Ehlers-Danlos syndrome (EDS) is characterized by unusually flexible joints and excessively stretchy and delicate skin. It is a hereditary connective tissue disorder with six distinct sub-types and rare variants.
Each subclass has a unique host of problems, but they all modify the structure of collagen in various parts of the body. Hypermobile Ehlers-Danlos is the most common, but all types equally affect females and males of all ethnicity. EDS cannot be prevented or cured.
The symptoms of Ehlers-Danlos vary according to sub-type.
Ehlers-Danlos syndrome is the result of genetic mutations which manifests as 13 different subtypes, known as classical types, hypermobility types, kyphoscoliotic form, and vascular types, all of which have different genetic drivers. Both autosomal dominant and autosomal recessive genetic factors are responsible for Ehlers-Danlos syndrome. In autosomal dominant conditions, only one copy of the gene is necessary from the parents to pass on the condition and the child has a 50% of inheriting Ehlers-Danlos syndrome. In autosomal recessive conditions, both parents must have a copy of the responsible gene and the child has a 25% of developing Ehlers-Danlos syndrome.
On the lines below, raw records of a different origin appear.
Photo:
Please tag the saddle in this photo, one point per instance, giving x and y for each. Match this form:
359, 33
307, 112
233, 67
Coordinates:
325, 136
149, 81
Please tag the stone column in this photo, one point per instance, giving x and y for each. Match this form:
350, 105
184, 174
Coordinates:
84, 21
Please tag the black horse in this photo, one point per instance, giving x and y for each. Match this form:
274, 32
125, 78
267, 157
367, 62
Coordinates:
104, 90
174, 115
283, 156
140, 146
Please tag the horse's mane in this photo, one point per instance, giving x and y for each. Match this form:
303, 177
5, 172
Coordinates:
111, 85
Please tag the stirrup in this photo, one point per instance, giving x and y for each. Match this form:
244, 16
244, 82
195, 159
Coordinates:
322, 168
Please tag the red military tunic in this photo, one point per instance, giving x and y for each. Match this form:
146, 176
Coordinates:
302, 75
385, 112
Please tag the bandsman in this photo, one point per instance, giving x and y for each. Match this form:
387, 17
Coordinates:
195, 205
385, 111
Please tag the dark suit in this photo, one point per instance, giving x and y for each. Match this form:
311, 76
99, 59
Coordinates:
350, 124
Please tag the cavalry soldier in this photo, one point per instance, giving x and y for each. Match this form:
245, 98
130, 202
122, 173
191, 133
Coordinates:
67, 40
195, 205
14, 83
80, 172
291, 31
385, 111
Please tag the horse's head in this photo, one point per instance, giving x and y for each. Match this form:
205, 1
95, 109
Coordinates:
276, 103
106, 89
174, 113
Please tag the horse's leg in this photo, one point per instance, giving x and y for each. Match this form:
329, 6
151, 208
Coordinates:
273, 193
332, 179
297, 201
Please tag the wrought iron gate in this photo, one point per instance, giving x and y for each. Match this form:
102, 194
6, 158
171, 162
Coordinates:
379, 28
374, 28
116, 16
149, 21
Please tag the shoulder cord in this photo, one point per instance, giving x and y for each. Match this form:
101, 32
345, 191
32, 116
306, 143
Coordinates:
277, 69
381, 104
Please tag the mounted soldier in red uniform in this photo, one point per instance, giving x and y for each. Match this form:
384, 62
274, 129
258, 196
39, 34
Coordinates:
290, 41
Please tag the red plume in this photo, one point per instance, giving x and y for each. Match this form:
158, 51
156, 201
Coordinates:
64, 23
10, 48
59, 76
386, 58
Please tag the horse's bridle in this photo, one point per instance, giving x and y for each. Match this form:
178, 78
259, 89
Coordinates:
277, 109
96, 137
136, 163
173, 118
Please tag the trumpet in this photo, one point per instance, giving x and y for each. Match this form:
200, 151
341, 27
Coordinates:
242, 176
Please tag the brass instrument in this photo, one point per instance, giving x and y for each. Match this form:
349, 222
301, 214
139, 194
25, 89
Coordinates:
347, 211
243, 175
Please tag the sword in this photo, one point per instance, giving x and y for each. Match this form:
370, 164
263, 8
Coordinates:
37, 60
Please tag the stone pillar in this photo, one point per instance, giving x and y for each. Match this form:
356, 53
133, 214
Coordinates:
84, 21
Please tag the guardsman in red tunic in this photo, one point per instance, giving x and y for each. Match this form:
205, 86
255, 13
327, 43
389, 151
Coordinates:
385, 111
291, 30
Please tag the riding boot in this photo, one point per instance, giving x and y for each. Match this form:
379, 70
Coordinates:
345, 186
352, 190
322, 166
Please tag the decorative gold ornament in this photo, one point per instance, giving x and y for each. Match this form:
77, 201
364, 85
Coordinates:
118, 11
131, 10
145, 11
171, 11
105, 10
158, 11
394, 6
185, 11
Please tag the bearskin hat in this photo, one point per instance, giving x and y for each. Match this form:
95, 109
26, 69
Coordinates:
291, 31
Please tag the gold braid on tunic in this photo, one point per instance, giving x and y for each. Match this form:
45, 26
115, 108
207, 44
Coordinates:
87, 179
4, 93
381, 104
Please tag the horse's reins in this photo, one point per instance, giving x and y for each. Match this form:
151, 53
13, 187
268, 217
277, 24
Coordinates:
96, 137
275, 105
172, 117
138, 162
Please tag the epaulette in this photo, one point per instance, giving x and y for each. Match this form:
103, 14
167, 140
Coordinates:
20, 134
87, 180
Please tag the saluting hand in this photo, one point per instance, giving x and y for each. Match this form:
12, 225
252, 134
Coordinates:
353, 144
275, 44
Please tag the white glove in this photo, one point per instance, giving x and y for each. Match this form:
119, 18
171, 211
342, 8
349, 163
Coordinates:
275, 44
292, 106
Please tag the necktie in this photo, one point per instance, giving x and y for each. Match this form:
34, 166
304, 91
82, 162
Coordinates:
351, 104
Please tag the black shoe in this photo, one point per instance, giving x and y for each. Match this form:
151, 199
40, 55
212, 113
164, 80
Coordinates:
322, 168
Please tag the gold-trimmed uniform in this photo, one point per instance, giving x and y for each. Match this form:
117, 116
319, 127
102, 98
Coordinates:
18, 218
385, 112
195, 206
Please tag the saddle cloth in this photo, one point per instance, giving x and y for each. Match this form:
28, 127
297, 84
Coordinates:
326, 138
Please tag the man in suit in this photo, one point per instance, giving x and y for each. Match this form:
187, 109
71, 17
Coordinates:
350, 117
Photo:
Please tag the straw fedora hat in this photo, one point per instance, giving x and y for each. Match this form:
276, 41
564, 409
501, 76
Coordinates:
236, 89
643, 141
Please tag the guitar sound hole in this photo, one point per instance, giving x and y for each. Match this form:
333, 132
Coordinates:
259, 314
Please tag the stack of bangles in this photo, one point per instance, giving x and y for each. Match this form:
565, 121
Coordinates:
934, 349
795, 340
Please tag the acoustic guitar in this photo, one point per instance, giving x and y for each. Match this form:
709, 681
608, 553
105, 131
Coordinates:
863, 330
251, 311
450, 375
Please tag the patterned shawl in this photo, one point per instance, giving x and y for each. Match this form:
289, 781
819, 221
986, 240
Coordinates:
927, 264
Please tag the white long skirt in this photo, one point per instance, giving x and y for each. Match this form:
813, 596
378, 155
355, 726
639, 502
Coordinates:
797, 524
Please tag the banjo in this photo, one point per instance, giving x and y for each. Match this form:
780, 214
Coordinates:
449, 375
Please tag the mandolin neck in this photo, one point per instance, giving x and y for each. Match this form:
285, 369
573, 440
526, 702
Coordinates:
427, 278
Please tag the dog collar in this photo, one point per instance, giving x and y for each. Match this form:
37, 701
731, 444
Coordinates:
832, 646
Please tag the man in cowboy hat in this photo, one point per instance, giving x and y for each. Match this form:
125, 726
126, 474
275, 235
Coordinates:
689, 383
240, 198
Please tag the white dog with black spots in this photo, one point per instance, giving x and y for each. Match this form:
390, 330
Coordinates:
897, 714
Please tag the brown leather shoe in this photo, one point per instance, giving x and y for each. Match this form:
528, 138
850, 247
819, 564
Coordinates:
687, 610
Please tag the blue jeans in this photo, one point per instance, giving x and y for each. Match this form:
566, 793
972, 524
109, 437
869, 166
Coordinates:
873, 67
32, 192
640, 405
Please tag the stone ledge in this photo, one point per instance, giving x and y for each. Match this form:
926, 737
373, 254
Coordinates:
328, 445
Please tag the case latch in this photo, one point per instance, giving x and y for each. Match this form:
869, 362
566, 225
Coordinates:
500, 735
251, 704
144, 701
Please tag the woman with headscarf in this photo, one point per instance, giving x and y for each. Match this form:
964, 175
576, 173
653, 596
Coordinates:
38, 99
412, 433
The most common types of Ehlers-Danlos syndrome are autosomal dominant. Mutations in ADAMTS2, COL1A1, COL1A2, COL3A1, COL5A1, COL5A2, COL6A2, PLUD1, and TNXB have been identified as drivers of Ehlers-Danlos syndrome, among others such as mutations in the LH1 gene. In autosomal recessive Ehlers-Danlos syndrome, some instances are characterized by mutations in the LH1 gene and up to 20 have been identified. However, it is noted that in types I and II of Ehlers-Danlos syndrome, which are known as classical types, it has been difficult to fully determine the genetic drivers. However, in autosomal dominant Ehlers-Danlos syndrome, COL5A1 and COL5A2 have been noted to be associated.
The treatment of Ehlers-Danlos syndrome involves managing symptoms and preventing injuries.
Since Ehlers-Danlos syndrome is genetically mediated, it is not possible to prevent. However, as with many genetic disorders, monitoring and genetic testing can help predict the presence of the responsible genetic mutations. Additionally, consultation with a genetic counselor can help determine the risk of passing on Ehlers-Danlos syndrome based on the genetic subtype.
Using genetic testing and counseling to determine whether there is the presence of autosomal dominant or autosomal recessive can help make decisions on how to best plan and understand the risk in future generations.